NADAR: According to several reports, on January 30, the Federation of Egyptian Trade Unions was formed anew in Tahrir Square. As reported by AFP, the March of a Million strike was initiated by workers in the canal city of Suez, indicating that the reforms Egyptians are demanding is not simply a reshuffling of cabinet but also a structural change in domestic economic policies.
MOHAMMED EZZELDIN, EGYPTIAN ACTIVIST: Many factors that led to this moment and the long history of neoliberal and privatization economic policy in Egypt led to the highest rate of poverty of the Egyptian–among the Egyptian people and the uneven development between the countryside and the cities, the problem of the south of the–of upper Egypt, the problem of peasants, a lot of problems. He has to know that there must be a radical change coming to Egypt.

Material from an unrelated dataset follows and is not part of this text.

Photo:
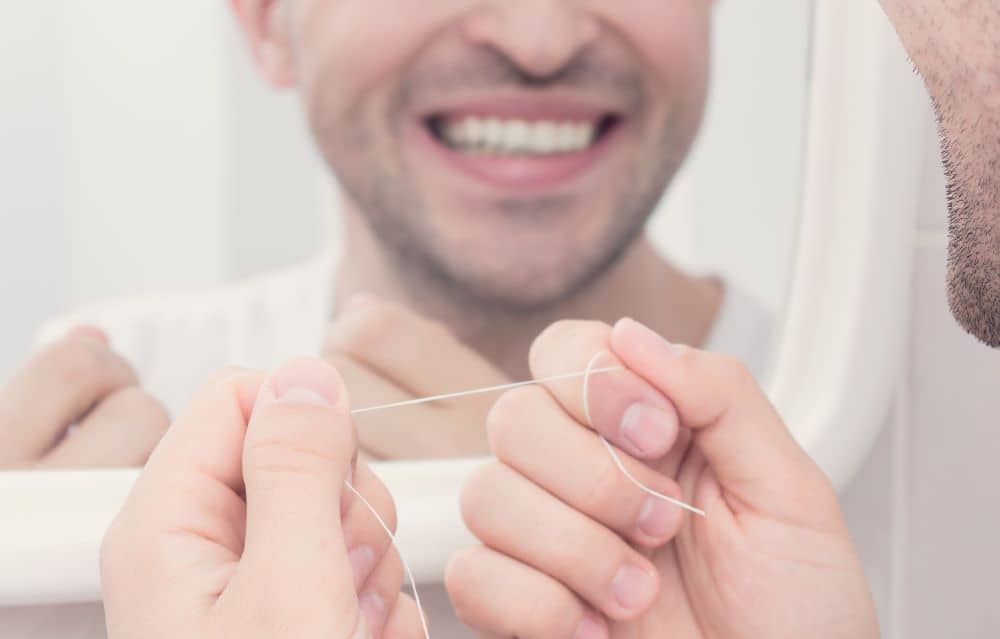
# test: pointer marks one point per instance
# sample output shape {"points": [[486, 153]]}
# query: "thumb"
{"points": [[734, 425], [298, 451]]}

NADAR: Meanwhile, famed opposition leader Mohammed ElBaradei maintained his stance on Mubarak’s ouster.
MOHAMED ELBARADEI, EGYPTIAN NATIONAL, FMR. HEAD OF INTERNAT’L ATOMIC ENERGY AGENCY: This is clearly an act of deception. You know. It’s a person who doesn’t want to let go, a dictator who doesn’t want to listen to the clear voice of the people. Understand, you are in Cairo; you have seen what the city looks like, what the people want. And to continue to try to play tricks, he is unfortunately going to extend the agony here for another six, seven months. He’s continued to polarize the country.

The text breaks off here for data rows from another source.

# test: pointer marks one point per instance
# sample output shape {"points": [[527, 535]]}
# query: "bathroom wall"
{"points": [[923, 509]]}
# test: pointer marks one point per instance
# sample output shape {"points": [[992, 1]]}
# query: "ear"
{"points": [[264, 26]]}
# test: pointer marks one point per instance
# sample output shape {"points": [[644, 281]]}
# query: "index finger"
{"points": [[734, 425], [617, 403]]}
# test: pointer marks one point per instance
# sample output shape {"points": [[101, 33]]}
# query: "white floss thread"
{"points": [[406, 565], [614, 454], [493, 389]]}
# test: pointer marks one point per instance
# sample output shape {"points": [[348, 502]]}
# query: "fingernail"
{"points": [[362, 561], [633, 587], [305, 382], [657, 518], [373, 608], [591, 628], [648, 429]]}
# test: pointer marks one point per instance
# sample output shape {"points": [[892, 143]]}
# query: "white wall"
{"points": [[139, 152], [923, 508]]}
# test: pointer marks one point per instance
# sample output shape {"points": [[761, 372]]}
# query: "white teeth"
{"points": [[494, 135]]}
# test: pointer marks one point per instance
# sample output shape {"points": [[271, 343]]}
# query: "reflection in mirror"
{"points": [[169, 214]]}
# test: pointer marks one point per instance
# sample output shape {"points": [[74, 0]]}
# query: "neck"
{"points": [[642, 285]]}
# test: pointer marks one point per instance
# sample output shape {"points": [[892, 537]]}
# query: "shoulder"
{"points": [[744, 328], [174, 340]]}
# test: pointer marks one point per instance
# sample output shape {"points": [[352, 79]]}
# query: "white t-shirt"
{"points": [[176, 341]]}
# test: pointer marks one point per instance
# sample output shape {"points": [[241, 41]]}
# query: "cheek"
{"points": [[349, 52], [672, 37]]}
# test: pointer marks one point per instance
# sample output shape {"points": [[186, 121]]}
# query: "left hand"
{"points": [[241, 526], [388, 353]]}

NADAR: As The Wall Street Journal reports, the US State Department spokesman, P.J. Crowley, said in a Twitter message that US Ambassador Margaret Scobey approached Mohamed ElBaradei to encourage him, to engage in a meaningful dialog with the Egyptian government, as pressure mounts on Mr. Mubarak to reform the country’s constitution and move quickly towards free and fair elections. According to some Egyptians, however, Mohamed ElBaradei is not the only perceived leader of the opposition movement.

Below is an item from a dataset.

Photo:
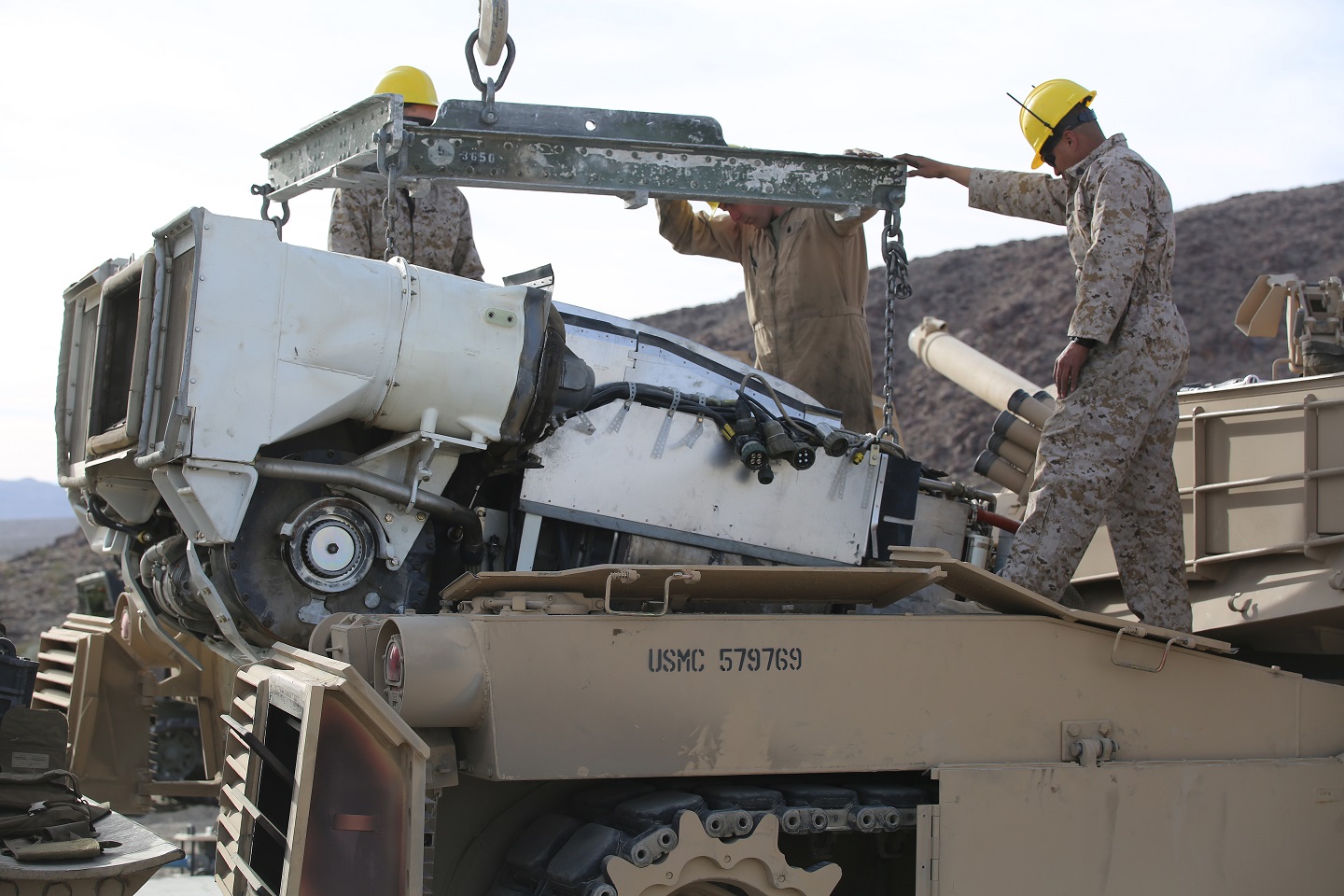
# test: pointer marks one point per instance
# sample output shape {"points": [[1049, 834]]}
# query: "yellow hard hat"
{"points": [[412, 83], [1046, 106]]}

MONGED: The foreign media has given much more weight to Baradei than the people in the street have. People would–I don’t think they would mind ElBaradei, but they do not see him as a leader of this movement. But they see him [as] one of the acceptable faces to lead the transition. There are three names that are being tossed about, ElBaradei being one. More so, you find people speaking more of Mahmoud [Amr Mohammed] Moussa, which is the leader of the Arab League and an ex-foreign minister of Egypt or ex-foreign minister of Mubarak. And finally, a person who’s, I find, more popular among the masses is an ex-prime minister that people talk about right now whose name is Kamal Ganzouri. So ElBaradei, per se, is not being championed by the masses.
NADAR: It still remains unclear whether Egyptians will accept any negotiation which includes the Mubarak regime.
HUSSEIN: People outside the Square are worried, are scared. If you make more concessions, give it up. People all in the Square are even more persistent every day and they’re more interested on their demands. I’m not leaving.